As we were staying with my good friend CH who graciously hosted us at her lovely condo in Amber Gardens, we just had to walk over to East Coast Road where a few of Singapore’s famous Katong Laksa outlets were located. It was a 12-minute walk from the condo to 328 Katong Laksa, located at the junction of Ceylon Road and East Coast Road.
We were there pretty early on a Sunday morning … tables were aplenty, so we chose to sit right in front of the laksa stall just to be in the thick of action. There are frames of photos and write-ups hung all around on the walls as a testimony to their fame and popularity. We placed our orders – all we had to say was whether we wanted Small (SGD4), Medium (SGD5) or Large (SGD6) servings. You don’t have to scratch your head to decide on your choice of noodles, because there’s only one type of noodles served.

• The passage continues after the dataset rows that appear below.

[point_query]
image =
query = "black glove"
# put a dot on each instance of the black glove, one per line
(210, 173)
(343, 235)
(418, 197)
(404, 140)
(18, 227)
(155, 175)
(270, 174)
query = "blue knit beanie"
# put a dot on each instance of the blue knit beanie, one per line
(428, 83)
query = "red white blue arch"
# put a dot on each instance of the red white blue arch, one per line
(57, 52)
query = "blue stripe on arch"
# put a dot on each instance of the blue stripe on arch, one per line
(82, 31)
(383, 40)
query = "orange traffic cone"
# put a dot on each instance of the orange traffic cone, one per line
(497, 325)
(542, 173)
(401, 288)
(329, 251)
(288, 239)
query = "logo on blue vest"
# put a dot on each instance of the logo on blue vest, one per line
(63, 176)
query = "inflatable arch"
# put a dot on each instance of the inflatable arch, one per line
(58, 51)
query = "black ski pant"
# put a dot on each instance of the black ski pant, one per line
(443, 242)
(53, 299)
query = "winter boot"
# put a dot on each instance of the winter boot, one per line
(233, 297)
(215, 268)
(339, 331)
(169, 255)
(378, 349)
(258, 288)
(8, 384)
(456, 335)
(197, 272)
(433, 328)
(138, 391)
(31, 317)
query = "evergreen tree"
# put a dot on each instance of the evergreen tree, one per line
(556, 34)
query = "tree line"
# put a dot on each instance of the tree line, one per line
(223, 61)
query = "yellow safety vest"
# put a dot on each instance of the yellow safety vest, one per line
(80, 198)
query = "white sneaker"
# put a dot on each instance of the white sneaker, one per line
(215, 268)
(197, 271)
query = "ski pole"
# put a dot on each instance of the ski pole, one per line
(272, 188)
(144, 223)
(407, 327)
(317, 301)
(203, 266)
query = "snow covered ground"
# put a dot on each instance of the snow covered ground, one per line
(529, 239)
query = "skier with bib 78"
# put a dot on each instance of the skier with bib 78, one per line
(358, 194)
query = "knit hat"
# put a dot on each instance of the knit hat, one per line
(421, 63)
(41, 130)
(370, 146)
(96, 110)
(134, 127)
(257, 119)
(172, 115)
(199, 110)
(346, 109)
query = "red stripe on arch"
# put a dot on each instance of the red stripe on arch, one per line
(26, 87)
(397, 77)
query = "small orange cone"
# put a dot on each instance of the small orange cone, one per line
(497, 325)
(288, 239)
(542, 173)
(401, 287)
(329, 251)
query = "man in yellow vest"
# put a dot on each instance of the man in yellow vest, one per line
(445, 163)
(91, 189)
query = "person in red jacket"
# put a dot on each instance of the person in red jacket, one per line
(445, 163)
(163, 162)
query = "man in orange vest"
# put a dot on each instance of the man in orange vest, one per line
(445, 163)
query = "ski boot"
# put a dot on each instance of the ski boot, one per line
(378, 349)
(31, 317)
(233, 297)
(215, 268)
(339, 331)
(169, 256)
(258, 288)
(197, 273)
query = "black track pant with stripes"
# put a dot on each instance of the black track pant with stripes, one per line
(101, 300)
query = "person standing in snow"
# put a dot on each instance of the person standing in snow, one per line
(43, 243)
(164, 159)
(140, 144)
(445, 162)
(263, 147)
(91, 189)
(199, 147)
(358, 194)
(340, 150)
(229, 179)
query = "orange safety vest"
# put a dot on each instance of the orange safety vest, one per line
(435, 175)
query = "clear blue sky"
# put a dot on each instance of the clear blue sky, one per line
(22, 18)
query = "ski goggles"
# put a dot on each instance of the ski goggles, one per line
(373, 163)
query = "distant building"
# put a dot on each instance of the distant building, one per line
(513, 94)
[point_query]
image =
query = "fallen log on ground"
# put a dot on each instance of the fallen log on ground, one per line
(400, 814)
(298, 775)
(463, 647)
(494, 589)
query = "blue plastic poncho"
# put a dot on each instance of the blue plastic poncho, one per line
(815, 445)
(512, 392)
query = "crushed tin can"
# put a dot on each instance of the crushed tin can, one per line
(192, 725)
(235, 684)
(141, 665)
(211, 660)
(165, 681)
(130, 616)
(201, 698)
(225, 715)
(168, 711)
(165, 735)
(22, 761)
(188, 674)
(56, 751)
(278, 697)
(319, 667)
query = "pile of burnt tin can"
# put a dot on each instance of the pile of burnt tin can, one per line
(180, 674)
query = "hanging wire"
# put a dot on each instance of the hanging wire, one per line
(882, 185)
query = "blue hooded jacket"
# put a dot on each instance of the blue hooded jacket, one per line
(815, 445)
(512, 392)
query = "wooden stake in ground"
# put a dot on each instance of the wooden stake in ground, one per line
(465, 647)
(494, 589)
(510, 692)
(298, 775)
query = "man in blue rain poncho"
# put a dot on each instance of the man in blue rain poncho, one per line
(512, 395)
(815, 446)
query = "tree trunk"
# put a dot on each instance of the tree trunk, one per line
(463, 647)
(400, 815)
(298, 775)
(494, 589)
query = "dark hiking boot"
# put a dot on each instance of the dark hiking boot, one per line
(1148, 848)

Watching the laksa handlers, there was a precise clockwork system to their procedures so it wasn’t surprising that service was super fast and we had our steaming bowls of laksa in front of us in a matter of minutes. Thick rice noodles were used. These are the dried type which had been soaked and blanched in hot water. They are all broken up into short strands and you can actually eat them just using a spoon and I saw most of the locals doing just that. However, chopsticks were still provided and they do come in useful to pick up the slivers of fishcake, prawns and cockles in the bowl.
The laksa soup is rich with coconut milk, cooked with a scrumptious Nyonya-style paste of turmeric, lemongrass, coriander seeds, galangal, chillies, shallots and belacan (shrimp paste). All these spices give the soup its soul and the distinctive taste and texture of pounded dried shrimps in it set this laksa apart from the usual types and hence, its fame. Oh, the other one critical differentiating influence is the spoonful of chopped Vietnamese coriander leaves – “daun kesum” or commonly known as “laksa leaves” which is placed on top of the noodles and which you have to stir and mix into the soup… and then, wow… the wonderful fragrance of these laksa leaves lift the flavours to a new height. It’s “damn shiok”, really.
Add in more sambal if you want a more fiery experience. They are quite generous with the cockles too… so, cockle-lovers, rejoice!
I was observing the other patrons and most of them ordered the Otak-otak as well to go with their noodles. So, trying to be “kiasu” (after all, we were in Kiasu Land), we also ordered a few pieces of those banana leaf-wrapped parcels.
We unfolded the banana leaf to reveal a thin paste of mashed fish fillet mixed with the same concoction of spices that went into the laksa soup… turmeric, galangal, lemongrass, shallots, chillies etc. The practice is to dunk these otak-otak into the laksa bowl and slurp them all up together with the noodles. What a delicious combination, I must say! (sometimes it pays to be a bit kiasu). That otak-otak is pretty addictive – we ended up ordering more and an extra bowl of laksa to go with it!
We spied a competitor right across the street – the other famouse rival – 49 Katong Laksa (lots of stories about the rivalry have been spun) and were quite tempted to walk over and sample that as well. But after the extra bowl of laksa we had at 328, that feat has to be postponed to another time.